Of all the cyber threats facing businesses this year, ransomware has become the most prevalent. The FBI estimates that the spread of ransomware has reached an all-time high in 2016, costing businesses over $209 million in the first three months alone. No industry is immune to the threat of ransomware, including the legal industry.
A Florida law firm, who found themselves locked out of their company data unless they paid $2500, was just one of many firms that recently fell victim to this favorite money-making scheme among cybercriminals. Kasperksy Lab estimated that in 2015, 58% of corporate PCs were hit with at least one attempted malware infections.
Lawyers have a responsibility to protect their client’s personal information. Thus, they are under both ethical and legal requirements to safeguard it. The rise of cybersecurity risks has prompted the American Bar Association (ABA) to initiate Resolution 109, encouraging “private and public sector organizations to develop, implement, and maintain an appropriate security program…” Furthermore, ABA Model Rule 1.6 (c) states, “A lawyer shall make reasonable efforts to prevent the inadvertent or unauthorized disclosure of, or unauthorized access to, information relating to the representation of a client.”
So what, exactly, is ransomware and what does it do?
Ransomware is a type of malware that, once installed on a computer, systematically makes its way into your company network. Ransomware encrypts any files in its path, rendering them unusable. Once encrypted, the end-user will receive a pop-up letting them know that, unless they pay a specified dollar amount via bitcoin, their files will not be restored.
How is ransomware installed?
Email is the most common way to install ransomware. An end-user unknowingly opens an attachment or clicks a link within a malicious email. This prompts the immediate download and execution of the malware program. Clicking on malicious links within an email or online can also open you up to corruption. The encryption process can take several minutes or hours, depending on the amount of data it finds.
Once infected, most companies have no option but to pay the requested ransom to restore their files. These ransom fees can range anywhere from a few hundred dollars to thousands. When faced with paying the ransom versus missing deadlines, court filings, client files or even loss of reputation, paying the fine often makes sense. Even the FBI recommends paying up in many cases. Just remember, if you pay the fee you are not guaranteed to have your files restored. Cybercriminals are under no obligation to live up to their statements.
How can we prevent this from happening to our firm?

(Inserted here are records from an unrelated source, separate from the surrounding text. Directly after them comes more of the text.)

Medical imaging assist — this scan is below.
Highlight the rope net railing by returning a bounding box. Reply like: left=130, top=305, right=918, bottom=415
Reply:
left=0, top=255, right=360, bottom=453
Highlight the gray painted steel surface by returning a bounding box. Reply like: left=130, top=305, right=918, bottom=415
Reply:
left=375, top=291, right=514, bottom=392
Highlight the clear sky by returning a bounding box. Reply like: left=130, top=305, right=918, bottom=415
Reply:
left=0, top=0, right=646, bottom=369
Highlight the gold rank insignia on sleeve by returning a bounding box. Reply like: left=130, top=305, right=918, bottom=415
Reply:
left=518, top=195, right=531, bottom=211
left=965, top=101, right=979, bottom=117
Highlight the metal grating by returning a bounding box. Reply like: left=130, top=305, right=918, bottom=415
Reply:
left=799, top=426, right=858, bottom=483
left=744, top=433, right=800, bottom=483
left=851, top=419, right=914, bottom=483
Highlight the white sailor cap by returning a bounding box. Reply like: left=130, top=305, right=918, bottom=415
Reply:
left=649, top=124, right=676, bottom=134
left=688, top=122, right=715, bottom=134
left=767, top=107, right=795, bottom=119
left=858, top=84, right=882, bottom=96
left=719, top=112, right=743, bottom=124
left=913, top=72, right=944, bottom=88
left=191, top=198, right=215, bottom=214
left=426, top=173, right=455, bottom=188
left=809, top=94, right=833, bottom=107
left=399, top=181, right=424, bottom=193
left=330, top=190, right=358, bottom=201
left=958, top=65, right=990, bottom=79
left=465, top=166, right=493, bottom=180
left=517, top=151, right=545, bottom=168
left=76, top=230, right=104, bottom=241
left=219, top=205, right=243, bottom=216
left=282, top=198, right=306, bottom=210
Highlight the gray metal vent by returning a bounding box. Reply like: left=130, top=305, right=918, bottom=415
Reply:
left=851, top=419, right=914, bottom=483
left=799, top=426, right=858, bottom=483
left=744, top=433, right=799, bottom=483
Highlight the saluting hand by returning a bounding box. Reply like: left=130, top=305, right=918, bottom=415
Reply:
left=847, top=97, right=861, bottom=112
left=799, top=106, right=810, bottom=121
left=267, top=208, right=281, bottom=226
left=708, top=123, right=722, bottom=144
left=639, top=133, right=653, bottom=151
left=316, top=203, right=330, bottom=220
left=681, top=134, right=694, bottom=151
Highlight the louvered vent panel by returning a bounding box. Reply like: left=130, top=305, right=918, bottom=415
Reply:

Ransomware and other types of cyber threats are in a constant state of change. While it’s impossible to know exactly how and where they will evolve, prevention is key. Here are a few ways to protect your law firm’s data against ransomware.
- 1) Education – One of the best methods of prevention is end-user education. Since the preferred delivery of ransomware is through email and attachments, understanding how to identify a fraudulent email or a malicious link is paramount.
- 2) Backups – The best method for data recovery is having a good backup. While paying the ransom can often be the quickest method to getting your information back, the attacker is under no obligation to provide the decryption key after you’ve paid. Restoring your data from a backup is the safest way to get your data and prevent a large pay-out.
- 3) Firm Policies & Procedures – In a 2015 study by the ABA, 47% of respondents said their firms had no response plan in place to address a security breach. In the event of an attack or even a suspected attack, law firms must have cybersecurity policies in place to guide them through an appropriate response.
- 4) Firewall / Content Filter – Restricting which websites employees can access is an essential security measure every firm should employ. From our analysis, malware typically tries to access sites that deviate from the most commonly accessed domains. We recommend blocking all domains that are not a .com, .org, .edu, .gov site. This will hinder the progress of the malware calling ‘home’ to get the key it needs to encrypt your files.
- 5) Bait folders – One option for mitigating the spread of malware is to create bait folders. This vigilantly monitored bait folder is simply a fake folder that resides on the firm network or Pcs. Any changes that take place to that folder can then generate an alert to the monitoring party or a rule to immediately shut down any network shares on the network, preventing the malware from spreading. This can prevent a portion of files from being encrypted and can reduce the amount of time needed to restore files from backup.
Ransomware is not a new form of malware and is unlikely to go away anytime soon. In fact, it’s easy to create and virtually untraceable. The best way to protect your firm is through prevention and education.